WIDESPREAD colonisation of drug-resistant bacteria, especially at high levels among newborns in neonatal intensive care units, constitutes an alarming public health crisis. A recent International Centre for Diarrhoeal Disease Research, Bangladesh study conducted with support from the US Centres for Disease Control and Prevention and the Task Force for Global Health, shows widespread colonisation of drug-resistant bacteria across both community and hospital settings. The Antibiotic Resistance in Communities and Hospitals study, initially conducted in 2019, shows that extended-spectrum cephalosporin-resistant Enterobacterales were highly prevalent, affecting 78 per cent of individuals in the community and 82 per cent of hospital patients. Patients in hosptials were particularly at risk, with 37 per cent carrying carbapenem-resistant Enterobacterales compared with 9 per cent in the wider community while colistin-resistant bacteria were detected in up to 11 per cent of community members. Disturbingly, one in five participants harboured methicillin-resistant Staphylococcus aureus. The second-phase study offers even deeper insights into critical care settings, with 81 per cent of newborns in neonatal intensive care units being colonised with carbapenem-resistant Klebsiella pneumoniae and more than half acquiring it after 48 hours in hospital. Adult ICU patients were similarly affected, facing prolonged hospital stays and increased infection risk.
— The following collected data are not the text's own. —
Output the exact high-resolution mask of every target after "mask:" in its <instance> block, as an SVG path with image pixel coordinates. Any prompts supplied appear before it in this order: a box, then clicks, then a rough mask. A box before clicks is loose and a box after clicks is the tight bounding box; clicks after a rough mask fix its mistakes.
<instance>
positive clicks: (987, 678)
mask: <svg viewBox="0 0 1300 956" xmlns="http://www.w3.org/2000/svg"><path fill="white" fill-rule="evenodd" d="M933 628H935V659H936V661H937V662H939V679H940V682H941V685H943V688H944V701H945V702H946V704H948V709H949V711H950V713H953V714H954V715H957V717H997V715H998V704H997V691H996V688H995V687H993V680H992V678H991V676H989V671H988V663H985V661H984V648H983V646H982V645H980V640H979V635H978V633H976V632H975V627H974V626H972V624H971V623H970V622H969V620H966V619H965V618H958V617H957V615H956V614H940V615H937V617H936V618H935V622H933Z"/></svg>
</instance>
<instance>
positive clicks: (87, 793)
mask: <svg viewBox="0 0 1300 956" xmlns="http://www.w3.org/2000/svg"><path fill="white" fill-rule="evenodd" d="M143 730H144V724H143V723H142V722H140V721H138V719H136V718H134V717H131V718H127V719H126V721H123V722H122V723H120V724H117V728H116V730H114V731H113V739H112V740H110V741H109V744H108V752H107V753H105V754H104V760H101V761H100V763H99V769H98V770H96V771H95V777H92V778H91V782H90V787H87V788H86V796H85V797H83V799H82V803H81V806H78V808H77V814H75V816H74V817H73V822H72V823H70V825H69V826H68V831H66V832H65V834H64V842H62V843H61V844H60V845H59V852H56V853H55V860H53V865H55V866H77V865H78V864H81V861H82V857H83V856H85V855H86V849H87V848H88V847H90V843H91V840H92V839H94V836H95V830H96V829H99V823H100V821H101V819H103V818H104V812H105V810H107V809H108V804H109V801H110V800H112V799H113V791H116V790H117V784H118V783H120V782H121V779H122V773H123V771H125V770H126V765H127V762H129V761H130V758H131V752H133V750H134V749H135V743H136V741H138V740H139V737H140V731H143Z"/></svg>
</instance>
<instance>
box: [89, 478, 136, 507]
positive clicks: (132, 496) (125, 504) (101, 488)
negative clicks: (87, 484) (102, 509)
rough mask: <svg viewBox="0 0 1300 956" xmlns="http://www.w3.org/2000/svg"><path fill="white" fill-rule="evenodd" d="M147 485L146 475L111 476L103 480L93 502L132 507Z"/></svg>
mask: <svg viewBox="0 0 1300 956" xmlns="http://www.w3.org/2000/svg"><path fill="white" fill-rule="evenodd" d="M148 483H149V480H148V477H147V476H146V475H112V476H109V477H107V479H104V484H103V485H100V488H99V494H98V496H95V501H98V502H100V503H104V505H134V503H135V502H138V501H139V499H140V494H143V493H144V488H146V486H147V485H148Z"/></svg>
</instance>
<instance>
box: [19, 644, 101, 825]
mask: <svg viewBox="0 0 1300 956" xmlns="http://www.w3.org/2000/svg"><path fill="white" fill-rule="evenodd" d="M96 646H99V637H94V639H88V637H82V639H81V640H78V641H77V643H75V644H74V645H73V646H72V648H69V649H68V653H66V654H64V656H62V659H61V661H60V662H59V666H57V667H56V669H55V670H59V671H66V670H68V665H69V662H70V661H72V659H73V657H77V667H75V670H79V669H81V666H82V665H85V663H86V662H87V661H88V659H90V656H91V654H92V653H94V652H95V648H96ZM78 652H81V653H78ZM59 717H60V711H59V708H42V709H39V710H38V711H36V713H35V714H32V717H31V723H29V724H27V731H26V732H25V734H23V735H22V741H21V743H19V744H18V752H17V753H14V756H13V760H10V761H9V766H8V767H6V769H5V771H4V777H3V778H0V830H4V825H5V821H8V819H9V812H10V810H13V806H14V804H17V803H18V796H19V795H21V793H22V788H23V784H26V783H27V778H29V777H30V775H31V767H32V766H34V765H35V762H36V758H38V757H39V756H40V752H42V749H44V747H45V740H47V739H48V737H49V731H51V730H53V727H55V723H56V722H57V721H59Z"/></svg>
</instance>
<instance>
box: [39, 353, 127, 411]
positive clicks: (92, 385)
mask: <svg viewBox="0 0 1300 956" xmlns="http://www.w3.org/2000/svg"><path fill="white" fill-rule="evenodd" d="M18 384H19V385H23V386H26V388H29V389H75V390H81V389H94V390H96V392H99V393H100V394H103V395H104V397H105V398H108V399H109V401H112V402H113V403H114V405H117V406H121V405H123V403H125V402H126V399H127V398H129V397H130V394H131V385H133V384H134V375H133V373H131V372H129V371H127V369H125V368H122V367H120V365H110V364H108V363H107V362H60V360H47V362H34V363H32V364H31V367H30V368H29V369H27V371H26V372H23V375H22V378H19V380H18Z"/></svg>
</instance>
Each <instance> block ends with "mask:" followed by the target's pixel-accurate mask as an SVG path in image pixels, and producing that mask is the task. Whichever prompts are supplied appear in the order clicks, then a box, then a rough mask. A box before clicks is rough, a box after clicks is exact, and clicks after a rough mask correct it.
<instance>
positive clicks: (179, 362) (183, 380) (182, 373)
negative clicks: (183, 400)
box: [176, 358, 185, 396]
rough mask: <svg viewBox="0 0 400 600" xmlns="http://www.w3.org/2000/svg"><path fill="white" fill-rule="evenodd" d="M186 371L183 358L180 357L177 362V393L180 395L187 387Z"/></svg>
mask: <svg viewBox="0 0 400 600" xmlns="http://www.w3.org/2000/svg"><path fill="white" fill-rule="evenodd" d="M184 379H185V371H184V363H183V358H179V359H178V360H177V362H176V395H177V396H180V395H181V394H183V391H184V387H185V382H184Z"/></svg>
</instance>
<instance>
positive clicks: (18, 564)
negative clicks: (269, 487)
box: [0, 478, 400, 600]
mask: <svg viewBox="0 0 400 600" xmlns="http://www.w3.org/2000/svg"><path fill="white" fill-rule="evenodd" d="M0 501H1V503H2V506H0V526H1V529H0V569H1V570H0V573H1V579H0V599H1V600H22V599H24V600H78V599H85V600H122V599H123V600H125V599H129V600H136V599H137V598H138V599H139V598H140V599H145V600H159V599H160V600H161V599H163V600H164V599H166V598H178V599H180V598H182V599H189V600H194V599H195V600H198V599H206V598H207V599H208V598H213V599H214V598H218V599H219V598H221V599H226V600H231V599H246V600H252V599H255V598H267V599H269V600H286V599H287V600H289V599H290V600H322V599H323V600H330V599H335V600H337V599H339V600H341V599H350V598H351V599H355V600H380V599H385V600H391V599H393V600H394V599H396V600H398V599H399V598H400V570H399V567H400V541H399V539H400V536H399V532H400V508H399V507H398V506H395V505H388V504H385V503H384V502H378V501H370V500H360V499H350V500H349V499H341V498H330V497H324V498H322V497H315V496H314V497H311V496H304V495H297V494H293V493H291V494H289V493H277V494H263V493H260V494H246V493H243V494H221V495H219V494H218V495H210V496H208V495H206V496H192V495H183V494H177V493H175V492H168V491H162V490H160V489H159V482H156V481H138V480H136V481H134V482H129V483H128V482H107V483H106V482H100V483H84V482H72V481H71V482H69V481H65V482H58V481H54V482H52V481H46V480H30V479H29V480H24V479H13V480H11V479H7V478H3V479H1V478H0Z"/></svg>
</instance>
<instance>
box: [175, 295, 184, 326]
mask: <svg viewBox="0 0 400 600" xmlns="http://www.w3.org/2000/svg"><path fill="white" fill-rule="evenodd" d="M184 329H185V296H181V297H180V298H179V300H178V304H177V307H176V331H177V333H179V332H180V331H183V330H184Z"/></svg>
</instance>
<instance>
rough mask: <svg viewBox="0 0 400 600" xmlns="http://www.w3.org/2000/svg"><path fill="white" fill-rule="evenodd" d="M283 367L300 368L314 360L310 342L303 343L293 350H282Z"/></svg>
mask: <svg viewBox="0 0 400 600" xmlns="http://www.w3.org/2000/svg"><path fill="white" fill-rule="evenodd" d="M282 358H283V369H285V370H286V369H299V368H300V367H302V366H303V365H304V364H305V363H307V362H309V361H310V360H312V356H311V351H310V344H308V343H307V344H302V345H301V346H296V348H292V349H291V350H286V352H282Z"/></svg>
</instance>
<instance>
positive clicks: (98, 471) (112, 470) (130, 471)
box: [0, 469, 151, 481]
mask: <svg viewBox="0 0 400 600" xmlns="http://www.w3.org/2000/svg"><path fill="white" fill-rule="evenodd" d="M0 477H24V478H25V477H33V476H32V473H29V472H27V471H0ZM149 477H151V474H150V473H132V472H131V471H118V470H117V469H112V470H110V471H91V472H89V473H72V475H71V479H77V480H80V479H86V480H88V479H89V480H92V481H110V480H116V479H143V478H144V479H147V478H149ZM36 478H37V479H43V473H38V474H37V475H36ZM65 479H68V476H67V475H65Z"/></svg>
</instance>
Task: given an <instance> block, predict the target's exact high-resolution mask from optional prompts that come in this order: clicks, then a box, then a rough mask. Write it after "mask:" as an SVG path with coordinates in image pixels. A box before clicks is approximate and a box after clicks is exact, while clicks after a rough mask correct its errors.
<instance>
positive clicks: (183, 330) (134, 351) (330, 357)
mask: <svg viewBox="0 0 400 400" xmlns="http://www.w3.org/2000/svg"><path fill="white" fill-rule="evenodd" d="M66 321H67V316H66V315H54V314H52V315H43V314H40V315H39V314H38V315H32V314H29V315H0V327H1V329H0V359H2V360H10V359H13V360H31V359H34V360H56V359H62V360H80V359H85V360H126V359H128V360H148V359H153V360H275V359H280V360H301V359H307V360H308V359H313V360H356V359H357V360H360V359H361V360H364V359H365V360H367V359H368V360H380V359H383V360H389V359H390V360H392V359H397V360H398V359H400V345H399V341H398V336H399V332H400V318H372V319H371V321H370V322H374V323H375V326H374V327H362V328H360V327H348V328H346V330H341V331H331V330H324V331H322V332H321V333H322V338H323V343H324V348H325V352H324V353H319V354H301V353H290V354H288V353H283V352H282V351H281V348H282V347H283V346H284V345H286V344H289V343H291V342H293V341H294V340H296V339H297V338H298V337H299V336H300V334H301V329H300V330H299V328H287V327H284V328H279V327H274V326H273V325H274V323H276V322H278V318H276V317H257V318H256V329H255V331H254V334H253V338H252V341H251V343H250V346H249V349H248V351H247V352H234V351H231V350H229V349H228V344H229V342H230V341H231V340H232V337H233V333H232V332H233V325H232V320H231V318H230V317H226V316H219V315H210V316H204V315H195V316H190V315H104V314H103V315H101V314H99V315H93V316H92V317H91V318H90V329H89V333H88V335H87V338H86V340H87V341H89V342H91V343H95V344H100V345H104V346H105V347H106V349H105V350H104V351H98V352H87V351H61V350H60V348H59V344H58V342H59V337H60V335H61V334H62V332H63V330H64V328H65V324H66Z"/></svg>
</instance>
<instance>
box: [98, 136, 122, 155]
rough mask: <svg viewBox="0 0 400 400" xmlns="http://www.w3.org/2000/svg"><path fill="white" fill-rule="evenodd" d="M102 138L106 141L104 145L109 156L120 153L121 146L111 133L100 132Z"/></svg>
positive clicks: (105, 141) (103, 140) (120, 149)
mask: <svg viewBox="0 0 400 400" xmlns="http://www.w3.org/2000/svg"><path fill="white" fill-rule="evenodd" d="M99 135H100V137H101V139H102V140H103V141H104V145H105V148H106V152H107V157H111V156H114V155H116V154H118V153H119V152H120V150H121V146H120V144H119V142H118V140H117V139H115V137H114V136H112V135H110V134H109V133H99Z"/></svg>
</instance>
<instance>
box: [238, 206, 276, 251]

The findings of the Antibiotic Resistance in Communities and Hospitals study indicate grave implications of antimicrobial resistance for both individual patients and the broader healthcare system. High colonisation rates with carbapenem-resistant and extended-spectrum cephalosporin-resistant bacteria, particularly in neonatal and adult intensive care units, indicate that hospitals have become critical reservoirs for the propagation of the pathogens. For newborns, early colonisation significantly elevates the risk of severe, potentially life-threatening infections while in adult patients, colonisation is associated with longer hospital stays, increased treatment costs and higher morbidity. Beyond hospitals, the pervasive presence of resistant bacteria in community settings threatens to undermine the effectiveness of standard antibiotics, limiting therapeutic options and potentially precipitating outbreaks that are increasingly difficult to control. ICDDR,B experts at a seminar say that addressing this challenge requires a multi-pronged approach: stringent infection prevention and control measures, rigorous hand hygiene protocols, improved hospital sanitation and tighter regulation of antibiotic sales to prevent over-the-counter misuse. Additionally, robust surveillance systems are essential to monitor resistance patterns and guide evidence-based interventions. Without coordinated policy action and public health measures, Bangladesh risks a future where routine infections could escalate into untreatable conditions, eroding decades of medical progress and threatening the efficacy of life-saving antibiotics for future generations.
Urgent and coordinated action is imperative to safeguard the effectiveness of antibiotics and protect vulnerable populations. Strengthening infection control in hospitals, enforcing rational antibiotic use and enhancing nationwide surveillance are crucial steps. Public awareness campaigns, combined with policy measures regulating antibiotic distribution, can mitigate the spread of resistant pathogens.